I’ve been threatening to do this for ages. Occasionally, it has been known for me to get, as my Grandmother would put it “arsey”, about how people represent things and ideas.
Typically, the arseyness emerges as a result of some bewildered enthusiast taking a list of their favourite trendy words – drawing boxes around the words, rearranging the boxes into a shape and connecting bits of the shape with a random selection of colours, lines, arrows, balls, stacks, rainbows or a world of primary school sketchograph style patterns – and announcing the decorated list as a model!
Intellectually the equivalent of a three year old little girl in mummy’s clothes, hobbling into the room on high heels, proudly displaying a face full of lipstick applied in the dark.
I’m such a meanie, but ironically a fashion model, is a far more accurate portrayal of what a model actually is than almost all other instances of things called a model?

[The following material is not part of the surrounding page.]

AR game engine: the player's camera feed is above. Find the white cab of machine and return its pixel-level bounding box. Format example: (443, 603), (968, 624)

It’s phenomenological, but I’ll get to that later. I’ve sat through this rubbish for decades and I have to make a stand, as unlike the three year old, this sort of misrepresentation is not a harmless endeavour.
The reason we need to represent things, is so that we can think about those things, work on them and communicate about them when it’s not possible for the thing to be present, in the room, so to speak. So we replace the thing itself with something that represents it: pictures and symbols that describe it, diagrams that simplify it, stories that situate it in time and place, metaphors that behave like it and sometimes art in all it’s glorious forms, to stimulate the sensation of it.
One thing to get out of the way at the beginning … “all models are wrong, some are useful”. That is bullshit. If it’s wrong, it’s not a model, it’s either a half arsed attempt at creating a metaphor that doesn’t work well or something else that is better described by one of the other words above.
Pictures & The Thing Itself
The first way of representing something is by using the thing itself. In essence the amount of representation used is zero: R0%. This is great for situations where you don’t have to represent something because it is there. You can look at it, touch it, sit on it, pick it up and flip it over. If you can’t bring it into the room, show people a high definition picture (or a series of pictures called a video) of the thing itself. Let’s call that R20%. The lowest resolution pictures you can use are made up of clunky symbols, called words. Don’t laugh, the word bed looks like a bed, aeroplane like an aeroplane and there’s three ways to look at Boobs.
Funnies aside, I am making a point. Representation and specification are closely connected albeit in a complex relationship. By specification I mean the volume and granularity of the information that forms the representation, such as the resolution of the picture or the intricacy of the words used to adequately describe it. What resolution of image is necessary to be able to distinguish the thing, from another similar thing? Brace yourself!
Imagine a tiny Brick made of clay, a few millimeters in width in the palm of your hand. It is a Brick. Now imagine that we use a whole pile of those tiny Bricks to make a House Brick, which is typically made of clay and the width of your hand. Now use a pile of those House Bricks to build a 4 story Brick Shaped office block 100m wide.
Now stand back and point at the Brick! The thing that’s really a brick will be made of clay and be brick shaped. From the far side of the valley the building is the Brick, from the doorway the walls are Bricks, and focusing in on the doorbell, it’s surrounded by tiny Bricks. Some people will find that imaginary zooming easy, others not so much!

Don’t laugh at the idea, the adjacent picture is of the headquarters of a maple basket manufacturer from Newark called Longaberger courtesy of Wikipedia. A Metaphor of baskets made of baskets wouldn’t have worked, so just go with the analogy of tiny bricks. What something is, is certainly dependent on where you look at it from.
While you think about that, have a cup of tea and imagine taking a small heat-proof handle, attaching it to one of those tiny bricks and stirring your tea with it. Bugger, is it still a Brick or is it now a spoon? I’ll leave function and effectiveness out of this for now.
Understanding things as they actually are is hard enough. Let alone replacing the thing itself with some words and pictures. Brick, more specification, house brick, more specification office block designed and built in the shape of a brick using house bricks made of tiny bricks (which they actually are microscopically speaking).
Most people get stuck here, at the simplest representations, confusing each other by getting wrapped up in words, before they’ve even considered how to represent something authentically, in a way that other people can understand.
So if the thing is not in the room and you need to represent it faithfully, my suggestion is that you use great pictures and a small number of unambiguous words that describe the thing as it is. Minimise any opinions and that’ll do, most of the time.
Feel free to consider this form of representation ontologically or even typologically, but before your brain blows, I think that’s enough!
One Representation down, four to go.